Camera lenses. What they are and how to choose them in photography. Part I

A camera lens is an optical device which captures the light in a scene and focus it onto the film or digital sensor. It is made of several lens elements: extra refractive glass (which alters the angle of refractive light), aspherical elements (correcting into focus peripheral rays), low dispersion elements (which reduce chromatic aberration), anomalous dispersion elements (to control the amount of diffraction of light for a specific color range). The quality of these elements will determine the whole quality of  lens and image captured.

Lens is probably the most important part of a camera so you should carefully choose it when buying a new camera or upgrading a lens. But, with so many options out there,  which one should you choose?

To answer this question you need to answer several other questions, like which focal length you need, which the maximum aperture, or the fastest focusing, or the sharpest image, or the softest bokeh...  You also need to know the size of the sensor or your camera because the focal length may change: to make a focal length of 50mmm on 35film (or full sensor) equivalent on APS-C sensor (which is smaller) you need a 35mm while you need a 25mm for the micro 4/3 (even smaller) or a 80mm for a medium format (bigger than 35mm). The best advise is to choose your camera lens according to what you photograph and to your photographic style. But you have to know about lenses to be able to make the right choice. So let's have a look at them!

Standard lenses. When a lens has a focal depth in the range between 35mm and 70mm it is called standard lens because it resembles the way the human eye sees things (about 50mm on a 35mm film): subjects will have the same size and the same proportions as seen trough the eyes. They are general purpose lenses, ideal for the kind of shots people normally take. This is the range that the kit zoom lenses supplied with the camera cover: these are very cheap lenses that do their job but the quality is quite poor; so, if you want to get any serious about photography, change them!

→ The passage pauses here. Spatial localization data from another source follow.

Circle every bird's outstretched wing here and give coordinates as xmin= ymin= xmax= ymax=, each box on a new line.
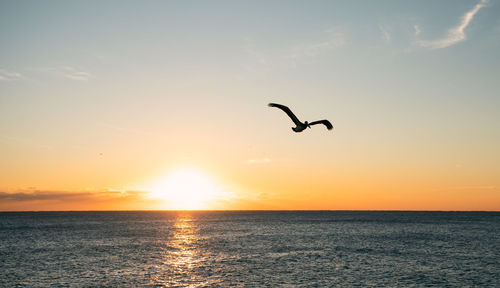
xmin=309 ymin=120 xmax=333 ymax=130
xmin=268 ymin=103 xmax=302 ymax=125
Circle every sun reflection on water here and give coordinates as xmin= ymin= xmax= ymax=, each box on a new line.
xmin=170 ymin=214 xmax=197 ymax=269
xmin=152 ymin=212 xmax=215 ymax=287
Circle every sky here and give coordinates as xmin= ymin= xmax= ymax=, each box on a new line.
xmin=1 ymin=0 xmax=499 ymax=211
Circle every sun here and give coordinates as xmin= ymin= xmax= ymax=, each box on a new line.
xmin=149 ymin=167 xmax=218 ymax=210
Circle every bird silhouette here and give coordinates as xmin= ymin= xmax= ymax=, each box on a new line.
xmin=268 ymin=103 xmax=333 ymax=132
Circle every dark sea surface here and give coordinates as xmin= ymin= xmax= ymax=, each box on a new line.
xmin=0 ymin=211 xmax=499 ymax=287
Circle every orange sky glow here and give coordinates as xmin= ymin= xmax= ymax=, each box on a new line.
xmin=1 ymin=1 xmax=499 ymax=211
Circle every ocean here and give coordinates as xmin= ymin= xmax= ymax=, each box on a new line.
xmin=0 ymin=211 xmax=499 ymax=287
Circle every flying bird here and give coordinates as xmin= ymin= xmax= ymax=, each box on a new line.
xmin=268 ymin=103 xmax=333 ymax=132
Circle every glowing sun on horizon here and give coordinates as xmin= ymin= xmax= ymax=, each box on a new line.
xmin=149 ymin=167 xmax=219 ymax=210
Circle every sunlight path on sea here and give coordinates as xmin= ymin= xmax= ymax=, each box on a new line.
xmin=151 ymin=213 xmax=215 ymax=287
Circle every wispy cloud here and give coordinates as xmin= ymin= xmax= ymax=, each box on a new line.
xmin=414 ymin=25 xmax=421 ymax=36
xmin=285 ymin=28 xmax=347 ymax=61
xmin=0 ymin=191 xmax=94 ymax=201
xmin=379 ymin=25 xmax=391 ymax=43
xmin=0 ymin=69 xmax=22 ymax=81
xmin=25 ymin=66 xmax=92 ymax=81
xmin=417 ymin=0 xmax=488 ymax=49
xmin=62 ymin=66 xmax=92 ymax=81
xmin=0 ymin=189 xmax=147 ymax=202
xmin=243 ymin=37 xmax=269 ymax=67
xmin=0 ymin=189 xmax=158 ymax=211
xmin=241 ymin=28 xmax=347 ymax=70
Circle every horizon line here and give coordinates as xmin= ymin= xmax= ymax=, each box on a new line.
xmin=1 ymin=209 xmax=498 ymax=213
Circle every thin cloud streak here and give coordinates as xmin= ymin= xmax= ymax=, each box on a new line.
xmin=241 ymin=28 xmax=346 ymax=69
xmin=63 ymin=66 xmax=92 ymax=81
xmin=0 ymin=189 xmax=148 ymax=202
xmin=0 ymin=189 xmax=159 ymax=211
xmin=379 ymin=25 xmax=391 ymax=42
xmin=25 ymin=66 xmax=92 ymax=81
xmin=0 ymin=69 xmax=22 ymax=81
xmin=0 ymin=191 xmax=94 ymax=201
xmin=414 ymin=25 xmax=421 ymax=36
xmin=243 ymin=37 xmax=270 ymax=67
xmin=285 ymin=28 xmax=347 ymax=61
xmin=417 ymin=0 xmax=488 ymax=49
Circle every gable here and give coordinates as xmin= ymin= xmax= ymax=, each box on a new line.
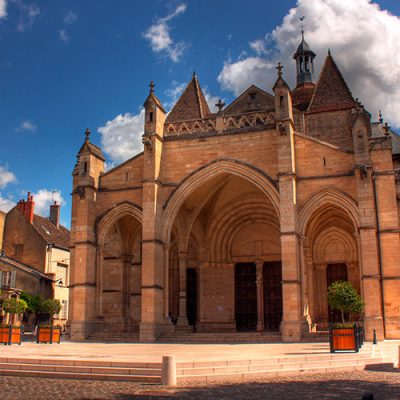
xmin=223 ymin=85 xmax=275 ymax=115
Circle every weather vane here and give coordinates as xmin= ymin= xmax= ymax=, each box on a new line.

Wide-angle lenses. When a lens has a focal length minor than 35mm it is considered a wide-angle. Most people say that they use these lenses to fit the scene in the shot when they can't move further away: don't listen to them! This use is very reductive for a wide angle lens; photographers use it for the opposite reason: to get closer to the subject (street photographers make great use of these lenses). The wider vision and the really close minimum focus distance are characteristics that play in favour of creativity. Wide-angle lenses exaggerates the relative proportion of objects at different distance, making the closer one appear bigger; this emphasizes objects in the foreground but can turn a portrait in a caricature.  Line and curves are exaggerated too due to the barrel distortion; photographing converging lines can be tricky (you should always aim to the horizon to avoid them or correcting them with an edition software if you don't have a tilt-shift lens). One more thing to take care of while shooting with wide-angle lenses is the light changes throughout the image due to wide portion of the scene in the frame, both horizontally (this variation can be corrected with GDN filter or bracketing for HDR) and vertically attention to the position of the light source is needed: the closer the light source is to the frame, the whiter will be the image (think of a clear sky, with the sun out of frame, which turns from deep blue to white).